On the face of it, designing a family home sounds like a modest project in comparison to the architect’s previous pioneering disaster-relief housing, or his recent design for the Mount Fuji World Heritage Centre. However, given the property’s prominent location on London’s River Thames, sat just behind City Hall at Potters Fields, it’s a bold design, not least because it’s five storeys tall.
Dubbed the ‘pagoda in the park’, the property will stand at 21.5 metres (71 feet) high, and despite some concerns raised by Potters Fields Park Management Trust that the new building would potentially ‘impinge upon the openness of this area of the park’, the family home of property developer John Curran received the go-ahead from Southwark Council.
The Southwark Conservation Areas Advisory Group was in favour of the ‘clever’ proposal, with its ‘obvious Japanese influence’. The group said: ‘The panel thought the scheme an obvious contrast in scale, style and materials to the adjoining hotel building and felt the proposal could offer an interesting feature in the area.’
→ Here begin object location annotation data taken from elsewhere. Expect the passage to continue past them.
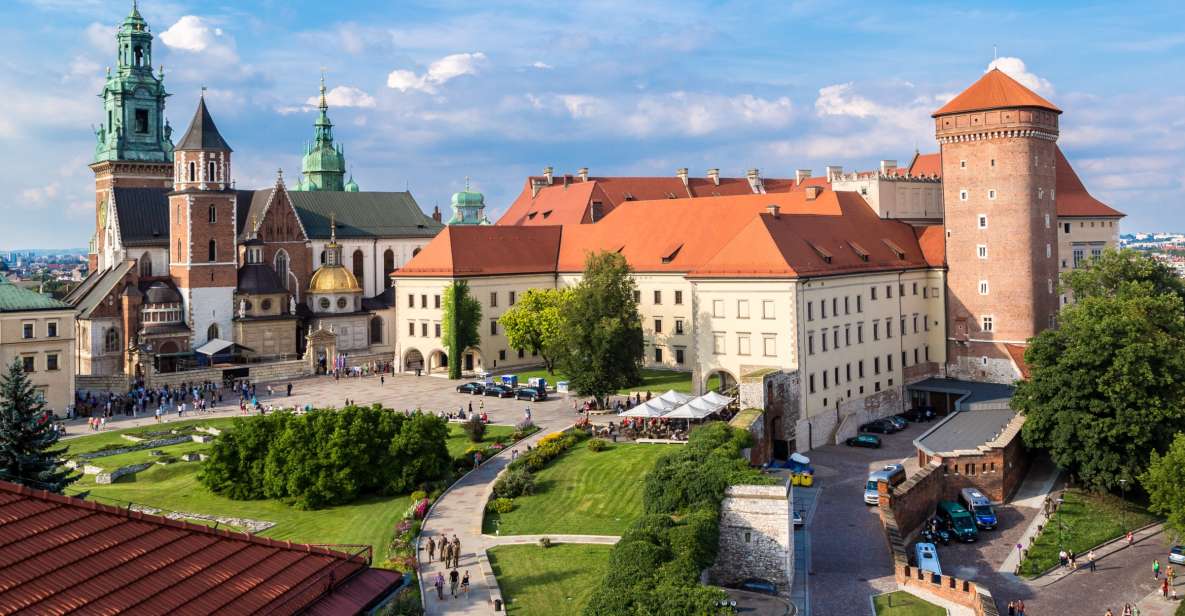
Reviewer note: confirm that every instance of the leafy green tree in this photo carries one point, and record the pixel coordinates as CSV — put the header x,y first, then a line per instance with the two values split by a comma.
x,y
461,316
1165,482
536,323
602,331
1106,387
27,436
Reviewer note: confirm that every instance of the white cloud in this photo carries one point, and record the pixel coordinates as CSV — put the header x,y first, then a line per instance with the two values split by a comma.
x,y
344,96
1016,69
439,72
197,34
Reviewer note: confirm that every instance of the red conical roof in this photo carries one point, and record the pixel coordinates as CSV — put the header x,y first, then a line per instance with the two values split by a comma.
x,y
994,90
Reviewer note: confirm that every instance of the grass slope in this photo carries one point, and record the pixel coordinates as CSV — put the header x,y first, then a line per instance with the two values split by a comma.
x,y
539,582
583,493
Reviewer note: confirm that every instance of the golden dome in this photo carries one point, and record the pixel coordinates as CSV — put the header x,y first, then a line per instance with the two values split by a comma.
x,y
333,278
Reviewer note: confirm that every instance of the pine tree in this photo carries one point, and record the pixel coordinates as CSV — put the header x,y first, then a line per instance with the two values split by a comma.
x,y
27,436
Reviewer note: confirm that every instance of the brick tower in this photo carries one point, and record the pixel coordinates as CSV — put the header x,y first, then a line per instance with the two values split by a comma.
x,y
133,145
202,230
998,142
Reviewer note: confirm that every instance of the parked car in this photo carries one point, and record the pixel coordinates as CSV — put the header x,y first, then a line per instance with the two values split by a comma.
x,y
499,391
864,441
473,389
879,427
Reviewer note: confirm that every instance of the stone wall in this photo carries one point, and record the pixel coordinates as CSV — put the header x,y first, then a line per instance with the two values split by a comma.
x,y
756,537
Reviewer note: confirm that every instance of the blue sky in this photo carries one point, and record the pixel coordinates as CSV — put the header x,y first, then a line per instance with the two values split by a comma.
x,y
424,94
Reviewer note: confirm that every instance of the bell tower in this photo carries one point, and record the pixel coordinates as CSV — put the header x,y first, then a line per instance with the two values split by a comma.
x,y
133,143
202,213
999,155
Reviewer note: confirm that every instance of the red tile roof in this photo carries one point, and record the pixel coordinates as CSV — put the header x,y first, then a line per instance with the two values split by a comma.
x,y
994,90
59,553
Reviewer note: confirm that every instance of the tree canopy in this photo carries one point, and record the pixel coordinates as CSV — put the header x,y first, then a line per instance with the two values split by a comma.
x,y
1107,387
461,318
602,329
27,436
536,323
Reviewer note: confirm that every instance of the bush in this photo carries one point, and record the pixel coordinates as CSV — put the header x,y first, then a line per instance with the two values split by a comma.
x,y
500,505
514,483
475,428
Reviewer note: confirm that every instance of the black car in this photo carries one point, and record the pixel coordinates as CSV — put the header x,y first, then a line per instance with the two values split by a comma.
x,y
499,391
475,389
531,393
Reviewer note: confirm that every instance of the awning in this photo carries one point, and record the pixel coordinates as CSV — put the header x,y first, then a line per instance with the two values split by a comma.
x,y
215,346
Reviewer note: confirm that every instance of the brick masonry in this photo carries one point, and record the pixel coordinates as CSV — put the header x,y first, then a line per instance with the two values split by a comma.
x,y
756,537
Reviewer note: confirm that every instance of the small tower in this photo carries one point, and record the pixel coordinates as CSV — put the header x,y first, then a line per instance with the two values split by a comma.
x,y
324,164
998,143
468,207
202,229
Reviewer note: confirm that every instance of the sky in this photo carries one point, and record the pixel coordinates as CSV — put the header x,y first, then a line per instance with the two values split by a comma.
x,y
424,95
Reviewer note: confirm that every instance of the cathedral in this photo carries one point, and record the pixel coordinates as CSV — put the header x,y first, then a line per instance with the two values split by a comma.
x,y
190,270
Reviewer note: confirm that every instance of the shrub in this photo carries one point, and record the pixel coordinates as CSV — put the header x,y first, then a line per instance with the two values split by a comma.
x,y
514,483
475,428
500,505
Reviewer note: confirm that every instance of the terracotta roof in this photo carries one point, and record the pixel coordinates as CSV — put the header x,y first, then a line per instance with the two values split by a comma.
x,y
59,553
994,90
933,243
1073,199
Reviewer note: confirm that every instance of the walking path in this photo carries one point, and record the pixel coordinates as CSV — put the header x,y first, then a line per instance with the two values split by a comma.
x,y
459,513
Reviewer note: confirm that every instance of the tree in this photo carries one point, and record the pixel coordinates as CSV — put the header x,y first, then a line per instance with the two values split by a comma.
x,y
536,323
1165,482
1106,387
462,313
601,327
27,436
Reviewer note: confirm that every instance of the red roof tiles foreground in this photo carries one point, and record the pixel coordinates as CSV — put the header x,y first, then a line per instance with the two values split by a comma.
x,y
994,90
718,236
59,554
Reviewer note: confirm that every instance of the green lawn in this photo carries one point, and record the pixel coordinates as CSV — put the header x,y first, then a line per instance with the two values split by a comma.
x,y
583,493
657,380
1083,521
558,579
902,603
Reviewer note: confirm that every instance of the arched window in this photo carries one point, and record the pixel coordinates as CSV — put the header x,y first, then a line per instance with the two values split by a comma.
x,y
377,331
282,267
388,268
111,340
358,265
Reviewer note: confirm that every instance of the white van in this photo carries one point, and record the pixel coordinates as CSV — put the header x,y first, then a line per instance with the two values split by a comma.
x,y
892,474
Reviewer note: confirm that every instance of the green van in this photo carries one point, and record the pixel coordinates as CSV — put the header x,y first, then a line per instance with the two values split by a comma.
x,y
960,520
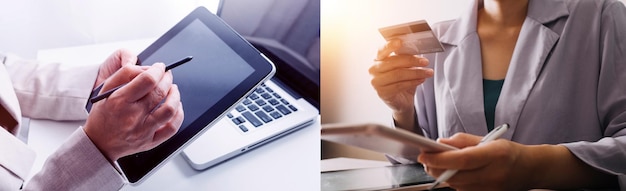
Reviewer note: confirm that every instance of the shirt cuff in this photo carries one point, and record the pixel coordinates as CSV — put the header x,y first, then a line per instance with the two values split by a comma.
x,y
77,165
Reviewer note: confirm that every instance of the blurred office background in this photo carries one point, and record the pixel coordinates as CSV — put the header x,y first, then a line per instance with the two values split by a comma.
x,y
29,26
350,40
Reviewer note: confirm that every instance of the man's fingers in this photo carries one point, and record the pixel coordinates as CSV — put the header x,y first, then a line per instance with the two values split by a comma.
x,y
164,112
143,84
170,128
126,57
122,76
390,47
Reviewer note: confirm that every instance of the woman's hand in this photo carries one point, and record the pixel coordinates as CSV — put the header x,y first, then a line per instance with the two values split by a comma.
x,y
497,165
137,117
395,77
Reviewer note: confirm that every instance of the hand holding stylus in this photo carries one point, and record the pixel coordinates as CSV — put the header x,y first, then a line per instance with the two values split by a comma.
x,y
109,92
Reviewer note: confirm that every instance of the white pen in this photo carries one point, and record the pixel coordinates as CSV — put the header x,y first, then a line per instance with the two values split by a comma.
x,y
493,135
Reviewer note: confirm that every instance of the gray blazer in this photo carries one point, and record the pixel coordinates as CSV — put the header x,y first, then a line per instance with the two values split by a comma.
x,y
566,82
50,91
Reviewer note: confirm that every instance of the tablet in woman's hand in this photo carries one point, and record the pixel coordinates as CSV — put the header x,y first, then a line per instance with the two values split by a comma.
x,y
382,139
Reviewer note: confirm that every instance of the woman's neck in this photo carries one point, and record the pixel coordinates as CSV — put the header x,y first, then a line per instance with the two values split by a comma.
x,y
503,13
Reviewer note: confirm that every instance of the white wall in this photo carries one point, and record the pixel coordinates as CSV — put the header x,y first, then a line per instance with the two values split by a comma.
x,y
350,40
27,26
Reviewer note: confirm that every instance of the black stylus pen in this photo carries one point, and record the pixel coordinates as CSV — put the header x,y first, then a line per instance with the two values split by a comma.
x,y
108,93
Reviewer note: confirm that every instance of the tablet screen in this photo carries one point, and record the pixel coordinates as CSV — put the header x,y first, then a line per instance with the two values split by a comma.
x,y
215,69
223,70
377,178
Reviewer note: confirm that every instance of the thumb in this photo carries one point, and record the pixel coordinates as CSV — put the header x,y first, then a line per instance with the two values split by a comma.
x,y
461,140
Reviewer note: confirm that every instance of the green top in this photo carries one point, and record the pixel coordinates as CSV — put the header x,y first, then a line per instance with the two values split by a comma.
x,y
491,93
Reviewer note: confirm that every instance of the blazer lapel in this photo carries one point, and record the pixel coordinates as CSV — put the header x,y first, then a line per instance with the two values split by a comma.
x,y
463,73
463,66
533,48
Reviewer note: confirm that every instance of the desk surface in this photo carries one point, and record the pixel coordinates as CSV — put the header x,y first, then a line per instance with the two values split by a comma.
x,y
289,163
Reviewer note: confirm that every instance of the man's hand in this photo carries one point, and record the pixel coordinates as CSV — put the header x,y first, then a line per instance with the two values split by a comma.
x,y
113,63
137,117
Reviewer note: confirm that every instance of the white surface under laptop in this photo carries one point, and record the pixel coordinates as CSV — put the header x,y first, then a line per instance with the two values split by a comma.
x,y
225,140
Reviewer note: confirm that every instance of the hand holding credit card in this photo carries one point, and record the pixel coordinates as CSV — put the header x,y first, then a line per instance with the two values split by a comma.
x,y
417,37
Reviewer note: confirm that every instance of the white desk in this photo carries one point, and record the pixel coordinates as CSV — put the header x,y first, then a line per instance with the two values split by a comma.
x,y
289,163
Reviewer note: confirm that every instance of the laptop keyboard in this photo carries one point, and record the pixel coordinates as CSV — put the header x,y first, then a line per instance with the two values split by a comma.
x,y
261,107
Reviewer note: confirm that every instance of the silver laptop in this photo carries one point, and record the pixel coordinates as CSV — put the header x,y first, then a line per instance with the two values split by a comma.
x,y
287,102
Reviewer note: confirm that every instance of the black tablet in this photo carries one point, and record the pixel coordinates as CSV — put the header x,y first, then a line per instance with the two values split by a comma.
x,y
224,69
401,177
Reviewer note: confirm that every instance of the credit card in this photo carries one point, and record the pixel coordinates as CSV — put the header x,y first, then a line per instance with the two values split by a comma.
x,y
417,37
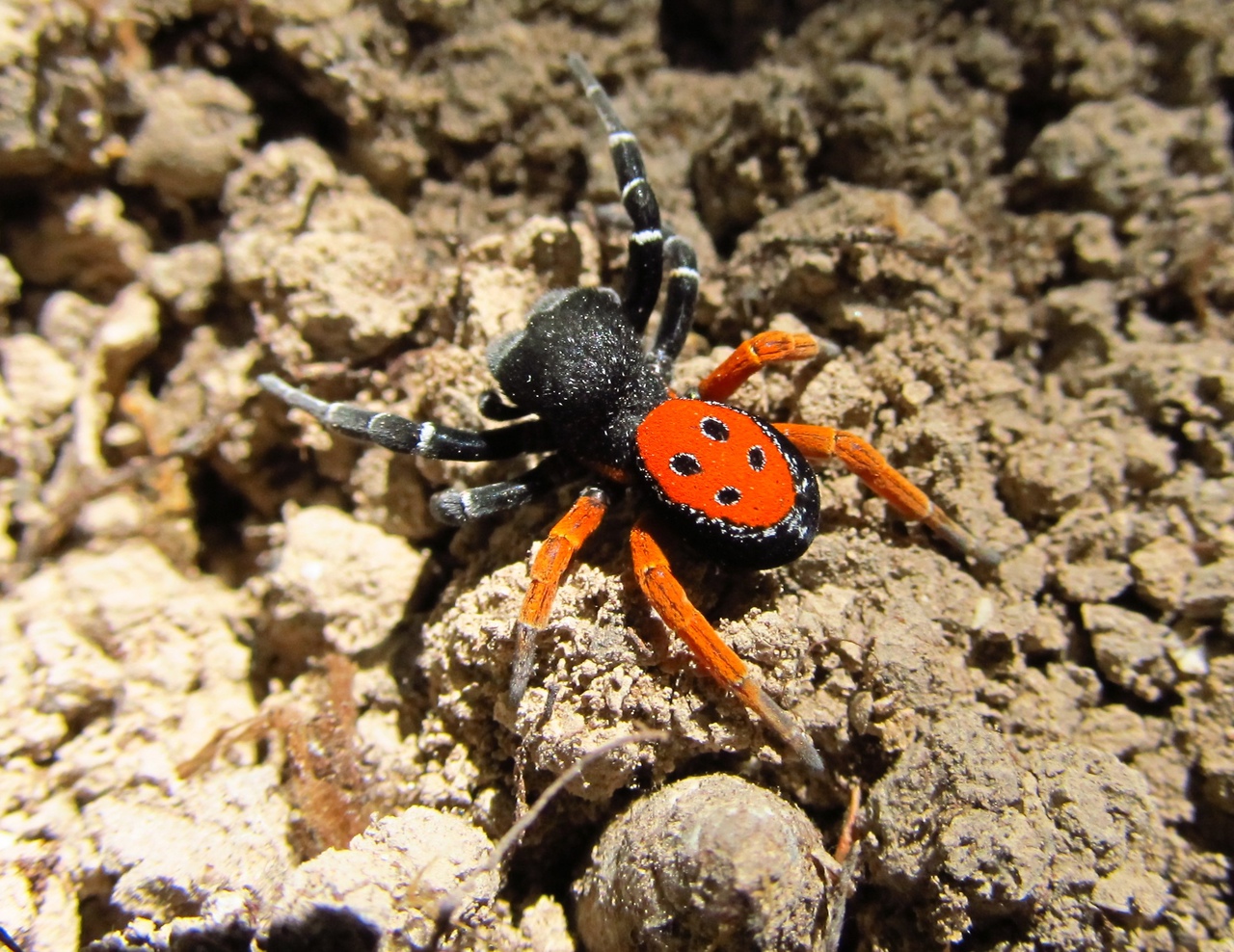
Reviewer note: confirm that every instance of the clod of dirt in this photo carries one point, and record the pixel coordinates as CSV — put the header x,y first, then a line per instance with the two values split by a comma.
x,y
708,862
393,876
334,269
194,132
1132,650
977,838
225,833
338,580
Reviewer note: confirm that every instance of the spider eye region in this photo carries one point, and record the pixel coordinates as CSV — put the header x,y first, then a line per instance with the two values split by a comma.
x,y
716,461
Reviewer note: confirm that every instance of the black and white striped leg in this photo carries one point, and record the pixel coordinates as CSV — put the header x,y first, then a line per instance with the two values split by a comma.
x,y
679,304
408,436
646,265
455,507
494,407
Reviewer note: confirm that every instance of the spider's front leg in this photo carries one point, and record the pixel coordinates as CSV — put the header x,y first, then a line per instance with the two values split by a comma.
x,y
712,655
414,436
872,467
564,539
646,265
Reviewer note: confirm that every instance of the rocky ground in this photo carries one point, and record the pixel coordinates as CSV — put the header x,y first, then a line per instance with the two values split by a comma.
x,y
251,693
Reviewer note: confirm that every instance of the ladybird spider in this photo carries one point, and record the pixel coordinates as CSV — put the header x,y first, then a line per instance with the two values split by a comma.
x,y
737,488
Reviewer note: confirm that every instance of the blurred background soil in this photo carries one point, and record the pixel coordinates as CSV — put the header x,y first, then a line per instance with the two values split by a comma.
x,y
232,642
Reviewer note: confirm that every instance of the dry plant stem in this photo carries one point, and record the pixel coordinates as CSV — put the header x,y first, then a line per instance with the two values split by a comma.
x,y
845,876
845,845
510,840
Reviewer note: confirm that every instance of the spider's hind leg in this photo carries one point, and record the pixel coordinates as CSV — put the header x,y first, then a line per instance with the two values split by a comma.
x,y
711,653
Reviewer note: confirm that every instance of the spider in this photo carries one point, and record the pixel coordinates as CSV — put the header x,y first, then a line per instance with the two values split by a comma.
x,y
577,379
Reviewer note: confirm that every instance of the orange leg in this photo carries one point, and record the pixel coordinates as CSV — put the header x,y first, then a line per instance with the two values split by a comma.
x,y
741,364
551,560
868,463
711,653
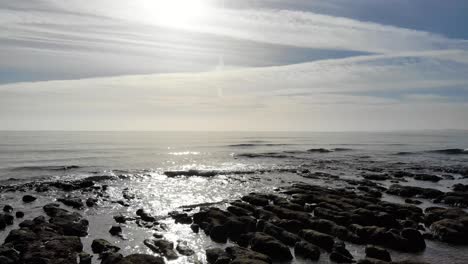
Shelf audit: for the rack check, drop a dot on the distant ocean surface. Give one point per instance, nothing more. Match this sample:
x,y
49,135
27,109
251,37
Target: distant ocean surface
x,y
167,171
39,154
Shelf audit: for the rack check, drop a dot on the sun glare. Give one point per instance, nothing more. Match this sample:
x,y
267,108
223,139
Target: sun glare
x,y
178,13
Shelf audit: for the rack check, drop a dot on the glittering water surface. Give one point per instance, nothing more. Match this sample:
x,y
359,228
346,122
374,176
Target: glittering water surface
x,y
240,162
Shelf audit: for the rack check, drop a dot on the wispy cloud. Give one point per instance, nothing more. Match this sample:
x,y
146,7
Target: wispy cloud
x,y
254,68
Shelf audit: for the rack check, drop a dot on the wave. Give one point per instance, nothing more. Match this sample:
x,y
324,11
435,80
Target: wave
x,y
451,151
243,145
46,168
324,150
207,173
277,155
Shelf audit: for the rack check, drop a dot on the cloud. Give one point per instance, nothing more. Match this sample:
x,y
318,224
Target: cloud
x,y
333,93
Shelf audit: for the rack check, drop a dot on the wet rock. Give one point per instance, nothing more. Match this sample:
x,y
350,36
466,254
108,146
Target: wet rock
x,y
219,233
427,177
371,261
340,247
145,216
110,257
163,247
239,211
340,258
29,198
270,246
256,199
184,249
101,245
195,228
415,240
7,209
74,202
115,230
412,201
85,258
376,177
91,202
181,218
378,253
44,242
19,214
411,191
70,223
451,230
120,219
212,254
140,259
317,238
6,219
9,255
459,187
306,250
284,236
241,255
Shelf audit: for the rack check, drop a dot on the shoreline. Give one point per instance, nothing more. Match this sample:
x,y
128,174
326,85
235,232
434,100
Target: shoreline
x,y
269,214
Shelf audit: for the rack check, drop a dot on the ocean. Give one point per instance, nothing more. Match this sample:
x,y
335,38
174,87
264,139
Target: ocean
x,y
167,171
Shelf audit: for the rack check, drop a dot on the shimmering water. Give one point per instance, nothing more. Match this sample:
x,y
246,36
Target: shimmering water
x,y
242,162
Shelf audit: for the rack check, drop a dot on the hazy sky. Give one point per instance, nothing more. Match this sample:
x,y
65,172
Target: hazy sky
x,y
237,65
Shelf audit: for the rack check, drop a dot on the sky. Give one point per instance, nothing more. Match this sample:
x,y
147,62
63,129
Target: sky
x,y
255,65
Ban is working with London-based architecture firm Waugh Thistleton on the project, as the firm is known for its expertise with cross-lamintated timber, believing it to be ‘the future of low-carbon construction’.
‘The construction of wooden architecture is fast, quiet and can minimise nuisance for the surrounding neighbourhood,’ reads the architect’s design statement, which was submitted with the planning application.
The design of this cutting-edge, timber house isn’t just about being low-impact, efficient and sustainable, it’s also taken into consideration the surrounding parkland and London’s more historical Tudor roots, according to the architects.
Just a stone’s throw from the iconic Tower Bridge, the three-bed home will include an office on the ground floor, spacious accommodation on the further storeys, topped with a terrace covered by a distinctive ‘wave profile’ roof made from lightweight timber and steel, which gives the building it’s ‘pagoda’ style.
To make the most of the views towards the parkland, floor-to-ceiling glazing has been incorporated into the design and a wall of glass blocks will complete the facade on the Tooley Street side of the property.